Facebook is no longer in the business of building giant drones to bring the internet to the world.
The company has ditched part of its troubled Project Aquila, it quietly announced Tuesday (June 26), after news emerged (paywall) that the effort’s head, Andrew Cox, and Facebook’s director of aeronautical platforms, Martin Gomez, had both quit earlier this year.
The project launched in 2014 with the ambitious vision of beaming an internet signal via laser connection from Boeing 747-sized drones that Facebook would build itself (the company bought a UK drone company for $20 million). The aircraft would fly over areas that otherwise would not have internet access for months at a time, powered by the sun.
In a post, director of engineering at the company, Yael Maguire, writes that Facebook has seen companies in the aerospace industry investing in this technology as well. “Given these developments, we’ve decided not to design or build our own aircraft any longer, and to close our facility” located in Bridgwater in the UK. Business Insider reports that this has led to the layoff of about 16 people at the site.

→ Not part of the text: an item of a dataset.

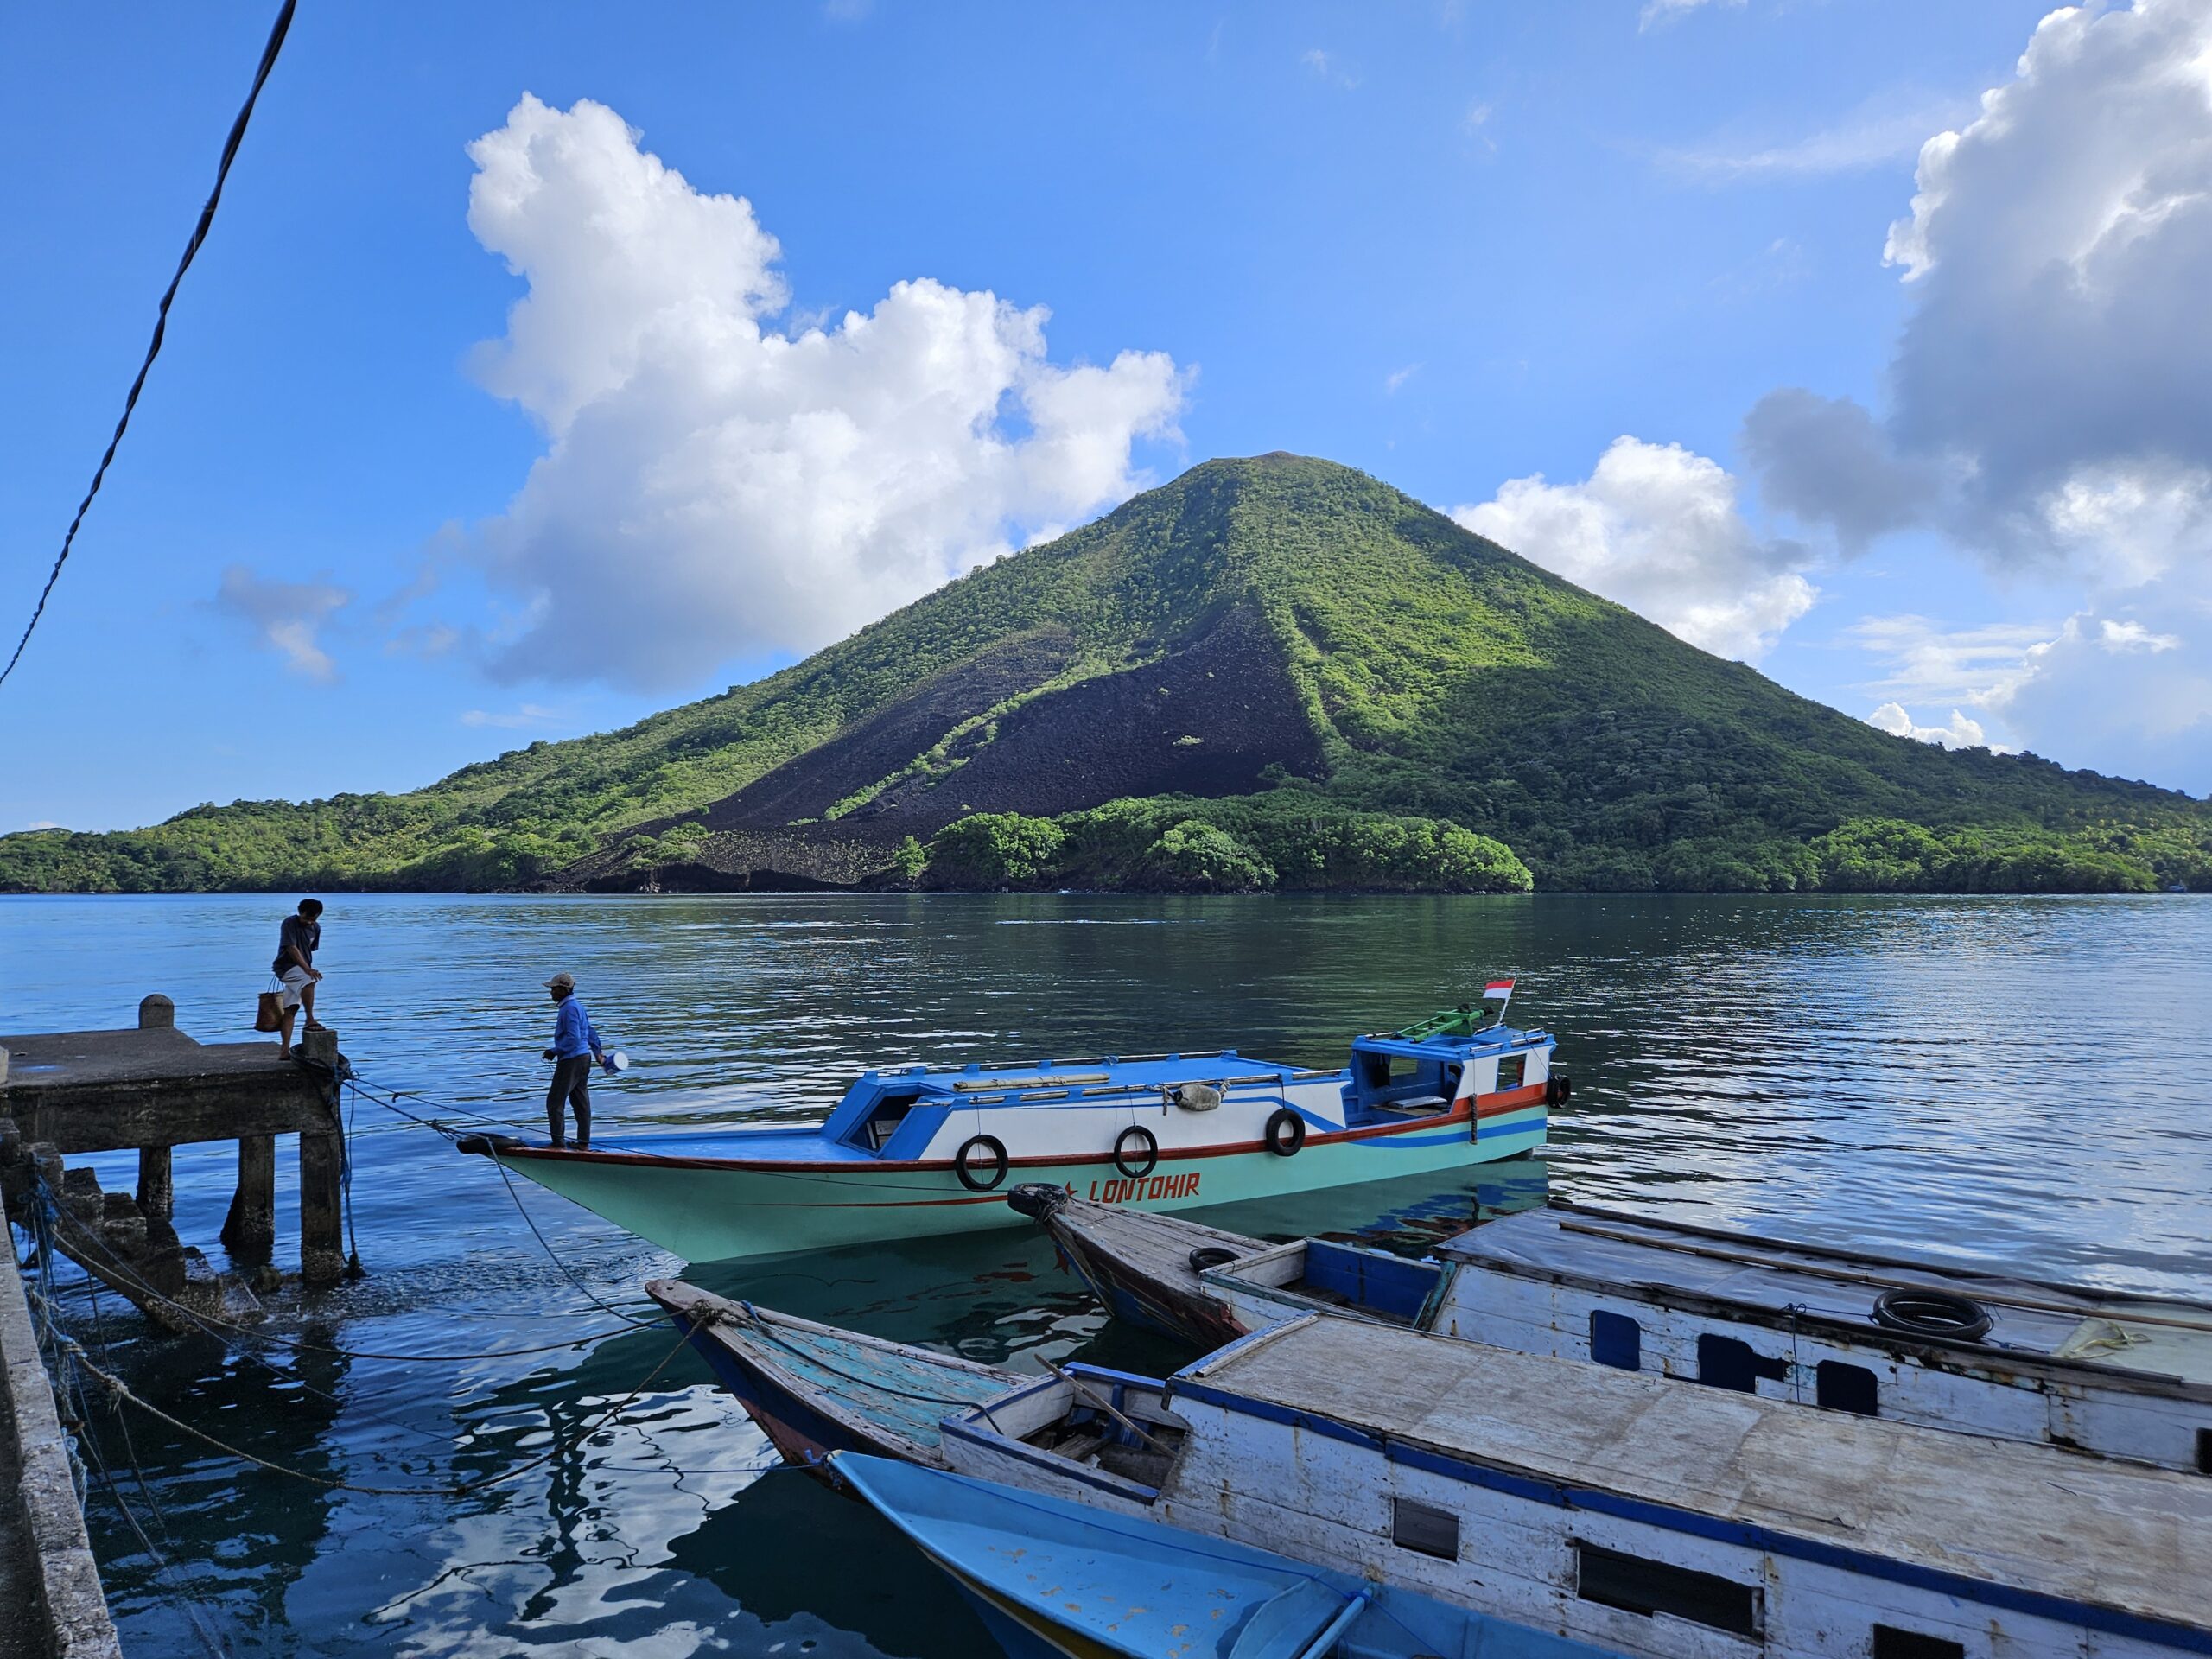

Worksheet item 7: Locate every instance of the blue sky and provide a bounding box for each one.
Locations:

In the US, the company faced significant legal hurdles to get the drones off the ground. While Maguire touts the Facebook-made drones’ two “successful full-scale test flights,” the Aquila drone crashed on its first flight.
Facebook says it’s not abandoning the project entirely, and that it will continue working with partners like Airbus on some of the technologies needed to make the connectivity effort work. It just won’t try to build enormous drones, thousands of miles away from the company’s headquarters.